Le “leggi dell’amore”

Il romanzo mostra quanto le strutture — la casta, il genere, la reputazione — penetrino nella carne dei rapporti: l’amore tra Ammu e Velutha è “impossibile” non perché manchi d’intensità, ma perché l’ordine sociale lo rende delitto.

E intorno all’amore proibito, la topografia del potere domestico: l’anziano che decide, la zia che spia e manipola, la comunità che trasforma sospetto in condanna. Il risultato non è un “pamphlet” di denuncia, ma un racconto in cui le ideologie — comunismo locale, nostalgia coloniale, cristianesimo di facciata — diventano soprattutto linguaggi per giustificare o contestare ciò che accade in cucina, nel cortile, di notte.

L’enorme successo del libro (anche commerciale) non nacque da una semplificazione, ma da una “poesia” che teneva insieme micro e macro, il dettaglio sensoriale e il trauma storico.

La ricezione

La parabola editoriale è, di per sé, una storia: un agente innamorato del manoscritto, un’asta internazionale, un anticipo senza precedenti per un’esordiente — circa mezzo milione di sterline —, quindi il Booker Prize e la diffusione globale.

Un recente pezzo del Times (estate 2025) rilegge proprio quell’“anno spirituale” che fu il 1997 per l’editoria britannica, ricordando l’anticipo-record e stimando in “oltre sei milioni” le copie vendute nel mondo.

It won the 1997 Booker prize and went on to sell six million copies.

I grandi quotidiani lodando la supremazia della voce e la rara capacità di tenere insieme immaginazione e respiro morale; la Los Angeles Times sottolineò anche la precisione con cui la narrazione seminava presagi e faceva sentire, fin da subito, che “qualcosa stava per accadere”.

Come sappiamo, non mancarono le polemiche — soprattutto in India. Fonti coeve come Rediff e archivi radiofonici di NPR testimoniano quell’ondata censoriale: la scrittrice ne parlò apertamente, difendendo il diritto della letteratura a nominare ciò che la società preferisce occultare. Anni dopo, The Guardian avrebbe ricordato che quel caso si trascinò “per un decennio”, per essere infine respinto.

Cosa ha detto la critica

Los Angeles Times (1997): “Much of The God of Small Things is told as the children saw, and failed to see, what went on.” (Molto del romanzo è raccontato come i bambini vedevano – e non vedevano – ciò che accadeva.)

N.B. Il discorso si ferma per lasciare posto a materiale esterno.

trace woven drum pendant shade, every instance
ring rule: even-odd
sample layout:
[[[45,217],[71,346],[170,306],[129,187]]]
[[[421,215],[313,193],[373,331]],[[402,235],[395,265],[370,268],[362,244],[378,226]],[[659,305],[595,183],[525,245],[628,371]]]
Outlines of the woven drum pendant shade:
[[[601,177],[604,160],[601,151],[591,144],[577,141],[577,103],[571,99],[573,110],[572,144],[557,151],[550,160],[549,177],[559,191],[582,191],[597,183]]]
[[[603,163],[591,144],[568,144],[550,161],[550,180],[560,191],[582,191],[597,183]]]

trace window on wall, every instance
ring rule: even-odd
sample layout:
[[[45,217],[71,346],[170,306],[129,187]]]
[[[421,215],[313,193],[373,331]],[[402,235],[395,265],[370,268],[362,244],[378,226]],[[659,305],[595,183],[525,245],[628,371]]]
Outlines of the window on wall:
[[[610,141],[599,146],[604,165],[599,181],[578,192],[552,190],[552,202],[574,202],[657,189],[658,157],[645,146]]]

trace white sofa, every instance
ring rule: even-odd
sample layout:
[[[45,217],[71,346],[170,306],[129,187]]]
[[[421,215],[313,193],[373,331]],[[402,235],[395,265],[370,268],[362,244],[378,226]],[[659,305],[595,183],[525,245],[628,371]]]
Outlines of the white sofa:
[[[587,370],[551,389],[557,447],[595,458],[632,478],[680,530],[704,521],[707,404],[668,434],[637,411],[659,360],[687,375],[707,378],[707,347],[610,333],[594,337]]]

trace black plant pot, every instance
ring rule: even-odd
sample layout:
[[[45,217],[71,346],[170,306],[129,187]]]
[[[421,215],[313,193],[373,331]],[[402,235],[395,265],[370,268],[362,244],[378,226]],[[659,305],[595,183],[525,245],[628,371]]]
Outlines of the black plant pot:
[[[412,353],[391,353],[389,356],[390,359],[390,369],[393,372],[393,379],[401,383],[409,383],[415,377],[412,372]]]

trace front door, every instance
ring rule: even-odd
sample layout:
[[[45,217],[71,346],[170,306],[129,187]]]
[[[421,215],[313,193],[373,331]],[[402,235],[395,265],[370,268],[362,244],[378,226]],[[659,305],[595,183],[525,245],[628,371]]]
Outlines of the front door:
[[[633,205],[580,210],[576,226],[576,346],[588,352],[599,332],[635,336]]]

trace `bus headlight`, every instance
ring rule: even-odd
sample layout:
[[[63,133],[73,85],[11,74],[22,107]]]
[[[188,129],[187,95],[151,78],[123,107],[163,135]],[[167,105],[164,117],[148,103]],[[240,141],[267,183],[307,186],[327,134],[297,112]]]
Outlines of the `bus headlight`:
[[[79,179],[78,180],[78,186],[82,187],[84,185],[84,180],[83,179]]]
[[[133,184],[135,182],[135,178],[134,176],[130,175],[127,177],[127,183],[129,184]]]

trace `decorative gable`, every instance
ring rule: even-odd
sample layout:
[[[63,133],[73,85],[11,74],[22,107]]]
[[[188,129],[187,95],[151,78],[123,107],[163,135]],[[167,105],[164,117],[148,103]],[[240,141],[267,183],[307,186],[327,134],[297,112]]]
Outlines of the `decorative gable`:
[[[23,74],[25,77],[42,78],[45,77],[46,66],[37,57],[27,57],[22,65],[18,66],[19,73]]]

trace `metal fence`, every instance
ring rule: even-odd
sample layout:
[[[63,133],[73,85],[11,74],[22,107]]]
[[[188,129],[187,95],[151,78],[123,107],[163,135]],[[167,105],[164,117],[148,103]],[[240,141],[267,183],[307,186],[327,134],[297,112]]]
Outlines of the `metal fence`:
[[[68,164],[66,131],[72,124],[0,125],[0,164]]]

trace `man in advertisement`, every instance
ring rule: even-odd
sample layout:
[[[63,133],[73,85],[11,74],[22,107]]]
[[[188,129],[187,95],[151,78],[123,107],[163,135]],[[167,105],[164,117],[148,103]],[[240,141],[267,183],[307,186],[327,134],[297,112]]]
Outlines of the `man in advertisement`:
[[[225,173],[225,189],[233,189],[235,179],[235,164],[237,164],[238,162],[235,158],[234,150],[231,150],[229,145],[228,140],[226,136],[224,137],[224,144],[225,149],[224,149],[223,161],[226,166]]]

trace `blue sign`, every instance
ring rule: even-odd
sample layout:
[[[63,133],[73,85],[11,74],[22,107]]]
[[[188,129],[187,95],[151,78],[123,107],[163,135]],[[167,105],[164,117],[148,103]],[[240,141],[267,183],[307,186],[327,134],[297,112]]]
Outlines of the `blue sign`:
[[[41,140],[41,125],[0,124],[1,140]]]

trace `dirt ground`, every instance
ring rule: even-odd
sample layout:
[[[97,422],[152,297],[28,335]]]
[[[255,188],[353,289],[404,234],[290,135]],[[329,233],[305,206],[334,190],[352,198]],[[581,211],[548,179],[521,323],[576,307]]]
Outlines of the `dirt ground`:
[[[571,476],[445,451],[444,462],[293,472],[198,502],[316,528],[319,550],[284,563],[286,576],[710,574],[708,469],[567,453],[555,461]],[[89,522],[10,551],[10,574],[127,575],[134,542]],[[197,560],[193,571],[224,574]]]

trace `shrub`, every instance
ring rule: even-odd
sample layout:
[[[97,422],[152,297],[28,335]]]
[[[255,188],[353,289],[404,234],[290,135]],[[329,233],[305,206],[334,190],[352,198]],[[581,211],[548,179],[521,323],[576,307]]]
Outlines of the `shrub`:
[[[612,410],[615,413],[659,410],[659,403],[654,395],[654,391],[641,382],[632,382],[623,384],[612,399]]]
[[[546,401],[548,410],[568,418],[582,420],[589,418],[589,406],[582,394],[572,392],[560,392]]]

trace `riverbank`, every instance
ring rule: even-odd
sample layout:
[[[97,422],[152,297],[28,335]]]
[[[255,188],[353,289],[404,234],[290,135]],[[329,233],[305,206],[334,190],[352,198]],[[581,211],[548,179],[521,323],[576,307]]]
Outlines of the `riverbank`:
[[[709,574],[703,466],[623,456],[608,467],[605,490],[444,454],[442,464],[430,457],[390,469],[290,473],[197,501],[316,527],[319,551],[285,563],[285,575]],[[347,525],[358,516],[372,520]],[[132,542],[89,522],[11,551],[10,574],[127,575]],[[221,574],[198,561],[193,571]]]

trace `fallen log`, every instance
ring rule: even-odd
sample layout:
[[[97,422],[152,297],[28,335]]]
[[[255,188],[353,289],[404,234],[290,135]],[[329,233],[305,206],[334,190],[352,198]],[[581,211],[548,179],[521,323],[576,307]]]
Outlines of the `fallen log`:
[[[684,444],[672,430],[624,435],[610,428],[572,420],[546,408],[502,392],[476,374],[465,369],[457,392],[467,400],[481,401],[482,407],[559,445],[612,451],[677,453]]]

The Booker Prizes (scheda): romanzo “poetico” incentrato sui gemelli Estha e Rahel e sulle conseguenze di un evento traumatico nella loro infanzia. (“un esordio di rara potenza formale e affettiva.”)

The Times (2025): “It won the 1997 Booker prize and went on to sell six million copies.” (“Vinse il Booker nel 1997 e vendette sei milioni di copie.”)

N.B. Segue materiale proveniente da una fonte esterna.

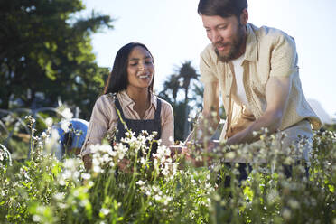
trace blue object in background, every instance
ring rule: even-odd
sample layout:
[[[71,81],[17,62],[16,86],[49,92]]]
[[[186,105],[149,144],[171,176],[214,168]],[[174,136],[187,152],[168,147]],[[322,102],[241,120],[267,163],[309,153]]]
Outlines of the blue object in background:
[[[66,125],[68,123],[68,132],[64,132],[61,126],[62,125]],[[52,126],[52,128],[58,131],[60,135],[60,147],[59,150],[56,150],[55,152],[55,155],[59,160],[63,157],[65,150],[71,151],[81,148],[87,135],[88,126],[89,122],[79,118],[72,118],[70,120],[61,121],[56,126]],[[70,139],[69,139],[69,137]],[[70,145],[65,146],[68,144],[67,142],[70,143]]]

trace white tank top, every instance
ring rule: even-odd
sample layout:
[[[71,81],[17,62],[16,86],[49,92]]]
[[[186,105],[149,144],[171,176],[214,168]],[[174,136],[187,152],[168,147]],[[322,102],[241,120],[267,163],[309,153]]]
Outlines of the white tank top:
[[[233,99],[238,101],[236,103],[239,105],[246,105],[248,107],[248,101],[247,98],[247,94],[244,89],[243,83],[243,74],[244,74],[244,68],[242,66],[242,62],[244,61],[244,54],[241,55],[239,58],[232,60],[233,68],[235,70],[235,78],[236,78],[236,92],[233,92]]]

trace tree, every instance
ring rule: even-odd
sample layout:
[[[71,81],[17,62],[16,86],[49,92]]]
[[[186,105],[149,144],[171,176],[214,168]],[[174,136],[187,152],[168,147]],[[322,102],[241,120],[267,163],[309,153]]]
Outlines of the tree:
[[[176,69],[177,74],[171,75],[163,82],[163,90],[159,93],[159,97],[172,104],[174,113],[174,137],[176,140],[184,140],[189,134],[189,104],[196,107],[202,105],[202,88],[198,83],[198,73],[191,65],[191,61],[182,63]],[[191,84],[192,87],[191,87]],[[178,101],[177,95],[180,90],[184,90],[184,101]],[[189,93],[193,93],[189,98]],[[201,94],[201,97],[200,97]]]
[[[192,79],[197,80],[199,74],[196,72],[196,70],[192,67],[191,61],[184,61],[181,68],[179,69],[179,79],[183,79],[182,88],[184,89],[184,104],[188,105],[188,92],[189,86]]]
[[[112,28],[112,19],[94,12],[76,18],[82,9],[81,0],[1,1],[1,108],[14,100],[52,106],[61,97],[89,117],[108,74],[95,62],[90,34]]]

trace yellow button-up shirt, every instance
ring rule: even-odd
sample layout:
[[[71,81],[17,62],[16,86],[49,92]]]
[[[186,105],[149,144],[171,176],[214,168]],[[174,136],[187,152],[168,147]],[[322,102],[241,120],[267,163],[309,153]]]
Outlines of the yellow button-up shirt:
[[[127,119],[140,119],[134,110],[135,103],[126,91],[117,93],[124,116]],[[144,119],[154,119],[157,107],[157,97],[151,92],[151,106],[145,112]],[[160,98],[161,99],[161,98]],[[173,145],[173,113],[172,106],[161,99],[161,144],[166,146]],[[90,145],[101,144],[107,131],[112,132],[117,126],[118,116],[115,108],[115,100],[109,94],[99,97],[92,110],[88,133],[81,149],[81,154],[90,154]]]
[[[247,23],[247,31],[246,51],[242,63],[243,84],[248,108],[255,117],[260,117],[266,108],[266,87],[268,79],[272,76],[288,76],[291,77],[292,88],[280,130],[285,130],[303,119],[308,119],[313,129],[319,129],[321,121],[306,101],[301,87],[294,40],[280,30],[266,26],[258,28]],[[231,120],[227,121],[229,125],[240,111],[240,106],[234,100],[229,100],[230,93],[233,94],[234,81],[234,72],[229,63],[222,62],[215,53],[212,44],[209,44],[201,53],[200,70],[201,82],[219,82],[224,108],[227,114],[232,113]],[[224,135],[222,133],[220,138]]]

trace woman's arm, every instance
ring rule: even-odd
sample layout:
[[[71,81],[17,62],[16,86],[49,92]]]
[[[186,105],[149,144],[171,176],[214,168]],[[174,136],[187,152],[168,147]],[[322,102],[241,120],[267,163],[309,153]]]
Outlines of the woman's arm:
[[[161,145],[170,146],[173,145],[173,112],[168,102],[163,102],[161,114]]]

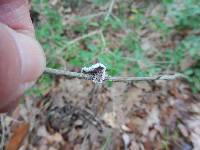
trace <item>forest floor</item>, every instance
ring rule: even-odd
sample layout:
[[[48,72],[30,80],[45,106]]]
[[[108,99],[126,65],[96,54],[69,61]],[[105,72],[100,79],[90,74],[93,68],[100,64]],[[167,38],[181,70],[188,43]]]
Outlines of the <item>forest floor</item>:
[[[137,1],[136,4],[142,5]],[[154,4],[148,7],[147,14],[155,13],[151,8],[160,9],[159,4]],[[75,11],[75,6],[64,9],[63,3],[57,0],[50,1],[49,5],[58,8],[64,16],[63,23],[68,26],[76,24],[73,16],[104,10],[104,7],[91,7],[90,2]],[[113,13],[116,9],[113,6]],[[43,17],[33,20],[45,20]],[[94,28],[95,25],[89,30]],[[157,49],[164,51],[166,47],[173,47],[181,39],[173,41],[170,37],[162,44],[160,34],[148,28],[142,30],[142,47],[152,50],[147,52],[149,56]],[[118,41],[124,32],[108,29],[104,33],[112,43],[109,49],[120,46]],[[67,30],[64,34],[76,39],[80,33]],[[81,44],[84,48],[85,43]],[[181,63],[183,68],[194,64],[191,58],[185,61]],[[59,62],[73,71],[80,70],[63,59]],[[139,65],[146,69],[144,64]],[[179,79],[110,85],[55,77],[42,96],[25,96],[12,114],[1,116],[1,133],[1,144],[6,143],[7,150],[199,150],[200,94],[192,92],[187,81]]]

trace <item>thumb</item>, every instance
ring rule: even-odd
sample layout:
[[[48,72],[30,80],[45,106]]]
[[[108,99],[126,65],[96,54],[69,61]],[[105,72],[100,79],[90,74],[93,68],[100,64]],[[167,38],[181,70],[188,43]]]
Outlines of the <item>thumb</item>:
[[[15,107],[44,67],[43,50],[34,38],[0,24],[0,111]]]

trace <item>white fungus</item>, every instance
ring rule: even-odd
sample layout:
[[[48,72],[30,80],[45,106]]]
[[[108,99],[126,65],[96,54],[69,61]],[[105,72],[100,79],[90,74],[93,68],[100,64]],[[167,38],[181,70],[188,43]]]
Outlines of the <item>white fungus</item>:
[[[96,63],[90,67],[83,67],[81,73],[91,75],[94,83],[102,83],[106,77],[106,67],[101,63]]]

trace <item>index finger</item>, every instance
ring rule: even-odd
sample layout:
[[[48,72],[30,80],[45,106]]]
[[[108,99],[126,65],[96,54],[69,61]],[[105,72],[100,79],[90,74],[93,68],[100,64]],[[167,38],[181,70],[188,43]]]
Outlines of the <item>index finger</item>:
[[[0,0],[0,22],[16,31],[34,35],[28,0]]]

NPR / Fresh Air (1997): Roy discute le accuse di “oscenità” sorte in India all’uscita del libro, rifiutando il bavaglio morale che confonde letteratura e decoro.

The Guardian (2007): ricostruzione del caso giudiziario per “oscenità”, trascinatosi per anni e infine archiviato.

Che romanzo è, davvero: famiglia, desiderio, colpa

La grandezza de “Il dio delle piccole cose” non sta solo nel suo essere “scandaloso”, ma che in ogni macro-nodo – casta, patriarcato, colonialità, politica – viengono messi alla prova i legami: una madre e due figli che si cercano e si perdono; una zia che preferisce un rancore alla verità; un uomo che paga con il corpo l’aver trasgredito la gerarchia; due gemelli che, pur separati, continuano a respirare la stessa aria.

Se tutto questo ci riguarda ancora è perché il libro mette in scena la fragilità del confine tra intimità e pubblico: ciò che si compie in una stanza diventa, all’improvviso, oggetto di una polizia, di un tribunale, di un’opinione. E perché svela come una comunità si mantenga “unita” non tanto condividendo valori, quanto condividendo nemici.